Amal Khair Yasmin

Mencintai Anak, Membahagiakan Anak

Cinta adalah ungkapan pertama yang dirasakan anak ketika ia lahir ke dunia. Tapi dalam perkebangannya, cinta yang dirindukan anak itu kadang menjauh. Bahkan tak pernah lagi dirasakannya, sehingga anak kehilangan sesuatu yang amat dibutuhkannya. Kenapa demikian?
Hal itu tergantung dari, bagaimana cara Anda mengungkapkan cinta pada anak. Bisa jadi, ungkapan cinta anda kepada anak – bila tidak tepat, justru akan berdampak sebaliknya.

Kita tahu, cinta adalah masalah yang kompleks. Cinta adalah sebuah energi yang dahsyat. Karena itu, jangan abaikan cinta. Khususnya kepada anak-anak kita. Karena anak-anaklah yang paling membutuhkan cinta. Dalam konteks keluarga, orang tua pastilah ingin mengekspresikan cintanya kepada anak dengan selalu berupaya membahagiakan buah hatinya. Mereka ingin selalu dapat memberi pujian dan pelukan hangat, melayani kebutuhan anak, dan, mungkin saja, membelikan apa pun yang diminta anak. Semua dilakukan atas nama cinta.

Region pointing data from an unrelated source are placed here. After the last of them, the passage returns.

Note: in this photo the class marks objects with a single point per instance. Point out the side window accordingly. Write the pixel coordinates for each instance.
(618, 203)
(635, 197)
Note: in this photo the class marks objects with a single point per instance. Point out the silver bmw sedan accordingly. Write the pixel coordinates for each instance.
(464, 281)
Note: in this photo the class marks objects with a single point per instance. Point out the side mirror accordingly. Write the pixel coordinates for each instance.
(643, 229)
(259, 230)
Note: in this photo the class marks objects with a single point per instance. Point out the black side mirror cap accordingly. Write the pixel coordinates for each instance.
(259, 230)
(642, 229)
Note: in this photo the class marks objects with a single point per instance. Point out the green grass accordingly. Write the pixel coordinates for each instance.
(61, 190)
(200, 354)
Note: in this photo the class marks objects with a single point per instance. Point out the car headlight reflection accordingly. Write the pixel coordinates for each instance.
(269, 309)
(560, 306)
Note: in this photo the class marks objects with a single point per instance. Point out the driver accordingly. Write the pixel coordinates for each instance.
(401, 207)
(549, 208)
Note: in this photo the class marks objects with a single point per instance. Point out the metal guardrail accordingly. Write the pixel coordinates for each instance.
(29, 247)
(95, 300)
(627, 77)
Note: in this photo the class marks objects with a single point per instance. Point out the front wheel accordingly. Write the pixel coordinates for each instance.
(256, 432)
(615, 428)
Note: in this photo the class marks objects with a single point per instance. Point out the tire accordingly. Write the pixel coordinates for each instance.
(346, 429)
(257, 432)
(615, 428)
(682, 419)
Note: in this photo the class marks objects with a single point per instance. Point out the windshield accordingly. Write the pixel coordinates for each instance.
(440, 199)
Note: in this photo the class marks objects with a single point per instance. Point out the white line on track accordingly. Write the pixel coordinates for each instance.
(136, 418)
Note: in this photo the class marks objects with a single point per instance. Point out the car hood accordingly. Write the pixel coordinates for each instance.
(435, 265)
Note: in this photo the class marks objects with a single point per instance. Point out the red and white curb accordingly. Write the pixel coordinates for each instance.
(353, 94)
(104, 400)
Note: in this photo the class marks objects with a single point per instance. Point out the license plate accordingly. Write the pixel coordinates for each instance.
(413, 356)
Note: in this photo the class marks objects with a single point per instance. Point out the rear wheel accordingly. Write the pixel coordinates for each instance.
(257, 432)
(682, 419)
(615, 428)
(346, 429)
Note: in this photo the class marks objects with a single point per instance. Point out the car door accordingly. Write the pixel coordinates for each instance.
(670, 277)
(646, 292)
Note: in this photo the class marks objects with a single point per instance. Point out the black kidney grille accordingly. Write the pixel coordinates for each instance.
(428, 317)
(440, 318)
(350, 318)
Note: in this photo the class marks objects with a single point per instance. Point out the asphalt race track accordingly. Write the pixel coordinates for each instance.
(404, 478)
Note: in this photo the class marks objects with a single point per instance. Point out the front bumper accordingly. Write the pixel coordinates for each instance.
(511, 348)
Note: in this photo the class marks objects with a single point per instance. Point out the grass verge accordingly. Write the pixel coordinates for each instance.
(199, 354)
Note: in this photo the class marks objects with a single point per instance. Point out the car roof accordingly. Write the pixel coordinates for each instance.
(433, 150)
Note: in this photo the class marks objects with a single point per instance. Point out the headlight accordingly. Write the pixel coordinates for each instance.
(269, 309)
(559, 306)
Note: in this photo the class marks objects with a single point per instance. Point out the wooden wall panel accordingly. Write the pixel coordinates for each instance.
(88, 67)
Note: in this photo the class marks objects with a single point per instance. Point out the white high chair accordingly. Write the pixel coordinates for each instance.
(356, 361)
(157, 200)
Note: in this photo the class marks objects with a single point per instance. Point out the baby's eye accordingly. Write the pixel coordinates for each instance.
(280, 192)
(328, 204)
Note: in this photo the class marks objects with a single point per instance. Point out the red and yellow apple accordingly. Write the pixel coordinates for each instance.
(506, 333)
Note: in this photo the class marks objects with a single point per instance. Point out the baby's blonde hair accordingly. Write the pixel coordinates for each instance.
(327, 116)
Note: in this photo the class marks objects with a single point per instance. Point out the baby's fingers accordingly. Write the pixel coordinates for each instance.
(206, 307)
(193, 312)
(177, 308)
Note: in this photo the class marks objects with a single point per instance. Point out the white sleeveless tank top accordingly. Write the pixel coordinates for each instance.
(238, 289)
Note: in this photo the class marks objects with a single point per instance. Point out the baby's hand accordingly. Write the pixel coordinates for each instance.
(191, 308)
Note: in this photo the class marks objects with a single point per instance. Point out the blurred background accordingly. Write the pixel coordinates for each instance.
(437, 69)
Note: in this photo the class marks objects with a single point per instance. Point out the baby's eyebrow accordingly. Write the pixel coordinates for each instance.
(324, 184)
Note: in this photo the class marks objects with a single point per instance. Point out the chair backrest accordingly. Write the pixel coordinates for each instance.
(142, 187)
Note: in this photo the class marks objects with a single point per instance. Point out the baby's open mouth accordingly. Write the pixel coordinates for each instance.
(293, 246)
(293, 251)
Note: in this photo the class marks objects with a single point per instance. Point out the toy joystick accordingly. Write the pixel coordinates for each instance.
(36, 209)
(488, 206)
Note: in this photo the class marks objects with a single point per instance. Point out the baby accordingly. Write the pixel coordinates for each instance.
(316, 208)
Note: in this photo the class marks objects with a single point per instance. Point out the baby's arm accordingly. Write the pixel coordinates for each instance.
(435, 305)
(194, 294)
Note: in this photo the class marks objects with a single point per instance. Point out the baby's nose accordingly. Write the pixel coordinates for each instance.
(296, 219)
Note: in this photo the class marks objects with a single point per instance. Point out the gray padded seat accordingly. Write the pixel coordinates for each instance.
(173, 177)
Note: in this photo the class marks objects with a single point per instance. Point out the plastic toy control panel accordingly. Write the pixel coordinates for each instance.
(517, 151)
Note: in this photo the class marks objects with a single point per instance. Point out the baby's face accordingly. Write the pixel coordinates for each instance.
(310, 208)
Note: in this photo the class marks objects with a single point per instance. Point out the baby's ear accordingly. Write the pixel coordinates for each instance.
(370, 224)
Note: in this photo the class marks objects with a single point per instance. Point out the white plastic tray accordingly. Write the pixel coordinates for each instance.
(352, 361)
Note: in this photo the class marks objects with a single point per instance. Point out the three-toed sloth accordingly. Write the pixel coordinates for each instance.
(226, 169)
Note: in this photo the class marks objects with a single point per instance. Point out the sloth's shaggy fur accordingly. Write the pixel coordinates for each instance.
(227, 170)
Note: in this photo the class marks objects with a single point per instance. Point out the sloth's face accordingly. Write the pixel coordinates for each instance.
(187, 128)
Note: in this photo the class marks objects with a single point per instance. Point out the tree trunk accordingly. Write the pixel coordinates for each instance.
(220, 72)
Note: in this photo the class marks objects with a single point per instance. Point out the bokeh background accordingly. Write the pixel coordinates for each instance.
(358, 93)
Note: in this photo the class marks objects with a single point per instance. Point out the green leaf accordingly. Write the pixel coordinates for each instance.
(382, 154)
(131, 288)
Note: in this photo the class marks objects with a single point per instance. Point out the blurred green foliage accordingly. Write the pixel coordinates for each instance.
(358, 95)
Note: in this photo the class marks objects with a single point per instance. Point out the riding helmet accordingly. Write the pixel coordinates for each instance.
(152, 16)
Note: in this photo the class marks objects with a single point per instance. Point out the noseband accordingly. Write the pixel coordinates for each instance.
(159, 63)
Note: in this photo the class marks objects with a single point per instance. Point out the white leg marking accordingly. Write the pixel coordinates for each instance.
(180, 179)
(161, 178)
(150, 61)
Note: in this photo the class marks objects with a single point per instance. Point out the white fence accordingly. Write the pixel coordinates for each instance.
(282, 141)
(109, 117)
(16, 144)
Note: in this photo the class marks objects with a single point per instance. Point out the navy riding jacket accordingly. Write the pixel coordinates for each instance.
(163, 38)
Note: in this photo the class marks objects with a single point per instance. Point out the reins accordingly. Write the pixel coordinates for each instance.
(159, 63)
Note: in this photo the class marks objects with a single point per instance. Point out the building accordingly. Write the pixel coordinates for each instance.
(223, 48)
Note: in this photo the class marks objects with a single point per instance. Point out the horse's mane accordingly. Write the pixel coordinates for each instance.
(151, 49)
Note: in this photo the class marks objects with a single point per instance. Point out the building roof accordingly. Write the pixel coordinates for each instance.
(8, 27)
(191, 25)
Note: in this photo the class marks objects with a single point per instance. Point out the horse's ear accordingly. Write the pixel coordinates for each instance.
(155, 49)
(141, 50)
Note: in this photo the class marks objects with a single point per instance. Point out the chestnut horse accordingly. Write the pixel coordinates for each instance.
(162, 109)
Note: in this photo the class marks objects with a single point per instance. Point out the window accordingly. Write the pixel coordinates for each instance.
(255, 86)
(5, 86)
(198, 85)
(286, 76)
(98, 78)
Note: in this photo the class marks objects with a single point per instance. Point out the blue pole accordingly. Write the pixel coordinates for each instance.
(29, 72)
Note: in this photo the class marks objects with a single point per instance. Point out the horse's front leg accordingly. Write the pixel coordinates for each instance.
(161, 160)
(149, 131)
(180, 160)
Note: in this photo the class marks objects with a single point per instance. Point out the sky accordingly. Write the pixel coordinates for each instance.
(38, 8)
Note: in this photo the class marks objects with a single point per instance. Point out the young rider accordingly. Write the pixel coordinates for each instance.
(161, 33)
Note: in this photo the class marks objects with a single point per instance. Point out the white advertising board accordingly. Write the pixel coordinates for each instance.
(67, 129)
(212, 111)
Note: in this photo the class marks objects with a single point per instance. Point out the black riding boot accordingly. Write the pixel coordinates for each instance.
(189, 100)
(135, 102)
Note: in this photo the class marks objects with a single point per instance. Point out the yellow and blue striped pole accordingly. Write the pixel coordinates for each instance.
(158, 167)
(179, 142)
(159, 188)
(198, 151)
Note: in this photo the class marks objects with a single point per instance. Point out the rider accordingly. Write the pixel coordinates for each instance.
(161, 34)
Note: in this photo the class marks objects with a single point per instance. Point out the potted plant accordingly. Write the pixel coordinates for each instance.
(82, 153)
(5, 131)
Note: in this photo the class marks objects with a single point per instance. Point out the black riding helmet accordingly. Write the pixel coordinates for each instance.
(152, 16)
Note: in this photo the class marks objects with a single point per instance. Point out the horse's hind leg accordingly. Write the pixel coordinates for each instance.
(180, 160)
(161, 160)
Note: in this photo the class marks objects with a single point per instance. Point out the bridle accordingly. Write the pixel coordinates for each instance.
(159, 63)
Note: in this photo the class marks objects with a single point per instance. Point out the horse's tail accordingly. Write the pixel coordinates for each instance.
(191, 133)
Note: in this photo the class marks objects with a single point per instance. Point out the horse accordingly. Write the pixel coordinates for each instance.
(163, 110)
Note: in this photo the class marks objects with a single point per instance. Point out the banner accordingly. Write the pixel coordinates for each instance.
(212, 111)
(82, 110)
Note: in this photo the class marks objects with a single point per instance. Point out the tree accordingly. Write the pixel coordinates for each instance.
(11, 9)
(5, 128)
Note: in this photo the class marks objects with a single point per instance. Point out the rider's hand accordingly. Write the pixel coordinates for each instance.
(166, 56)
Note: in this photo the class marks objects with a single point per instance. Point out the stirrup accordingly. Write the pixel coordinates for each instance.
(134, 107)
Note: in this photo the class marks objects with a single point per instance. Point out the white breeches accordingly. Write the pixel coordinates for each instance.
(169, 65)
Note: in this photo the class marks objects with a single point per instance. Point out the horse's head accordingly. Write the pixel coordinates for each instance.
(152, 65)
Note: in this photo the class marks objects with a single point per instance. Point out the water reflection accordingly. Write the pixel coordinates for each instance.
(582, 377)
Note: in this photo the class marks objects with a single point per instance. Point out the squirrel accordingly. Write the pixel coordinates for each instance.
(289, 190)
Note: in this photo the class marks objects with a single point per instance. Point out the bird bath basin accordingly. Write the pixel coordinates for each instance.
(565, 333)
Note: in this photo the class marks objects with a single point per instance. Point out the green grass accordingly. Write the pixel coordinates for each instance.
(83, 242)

Tapi, sejauh mana ekspresi cinta itu? Di manakah batasnya? Kapan kita tahu bahwa kita telah berlebihan mencintai anak? Ini persoalan gampang-gampang susah. Banyak orang sulit mengatakan tidak pada anak. Apalagi bila kita tahu betapa cinta itu sangat diperlukan bagi perkembangan anak, termasuk dalam soal kesehatan fisik.

Uang Bukan Segalanya.
Ekspresi cinta orang tua pada anak akan mempengaruhi proses tumbuh kembangnya. Di lima tahun pertama usianya, anak tengah mencari rasa aman. Ini didapat ketika ia merasakan anggota-anggota keluarga mencintainya. Rasa aman lebih lanjut akan mengembangkan rasa percaya diri pada anak tersebut kelak. Ekspresi cinta yang terus dirasakannya juga akan mengajarkan anak untuk berempati pada orang lain, dan mendukung proses trust building anak pada individu lain.

Tapi sekali lagi, sangat mungkin bagi orang tua untuk mencintai dengan cara yang kurang bijaksana. Ini misalnya terjadi bila kita terlalu mengutamakan cara yang bersifat materialistis. Membelikan mainan atau barang bagi anak secara nonstop atau selalu mengabulkan rengekannya bukanlah cara yang tepat. “Money can’t buy love ,” kita ingat saja lirik lagu Beatles itu.

Masalah terbesar dengan tabiat (selalu menuruti kemauan anak) ini ialah, ia dapat menghambat tumbuhnya rasa empati pada anak. Anak lama-kelamaan akan menjadi kurang sensitif pada lingkungannya jika ia terlalu mengasosiasikan cinta dengan mainan atau cindera mata. Jadi, jangan terlalu sering memberikan uang atau hadiah kepada anak. Carilah momen yang tepat untuk memberikan hadian pada anak. Momen yang tepat dalam mengekspresikan cinta anak akan berdampak baik dan memberi kenangan tersendiri bagi anak. Misal, momen ulang tahun, momen kenaikan kelas, momen menjadi juara lomba, dan lain-lain.

Bila orang tua terlalu berlebihan mengekspresikan rasa cintanya pada anak, membuat anak terbiasa memusatkan cinta ini pada diri sendiri. Ia akan terus menuntut dan mengharapkan orang lain terus memberinya cinta. Akibatnya, anak tak mampu membina empathic complex, yaitu pertalian emosional dengan orang lain.

Melihat contoh-contoh di atas, mungkin Anda berpikir, dari mana kita bisa mendapat ide untuk mengekspresikan cinta bagi anak? Jawabnya, perhatikan kebiasaan anak-anak. Perhatikan apa yang paling disukainya? Apa yang paling dibencinya. Galilah potensi-potensi yang ada pada anak. Jika potensi itu positif, kembangkan dan bangun potensi anak itu.

Ingat, tidak ada anak yang bodoh. Semua anak adalah pinter. Cerdas. Setiap anak mempunyai kecerdasan spesifik. Dan itulah yang harus kita kembangkan. Anak yang suka musik, kembangkan bakat musiknya. Anak yang pinter melukis, kembangkan potensi dan bakat melukisnya. Dengan demikian, kita orang tua mampu mencerdaskan sekaligus membahagiakan anak.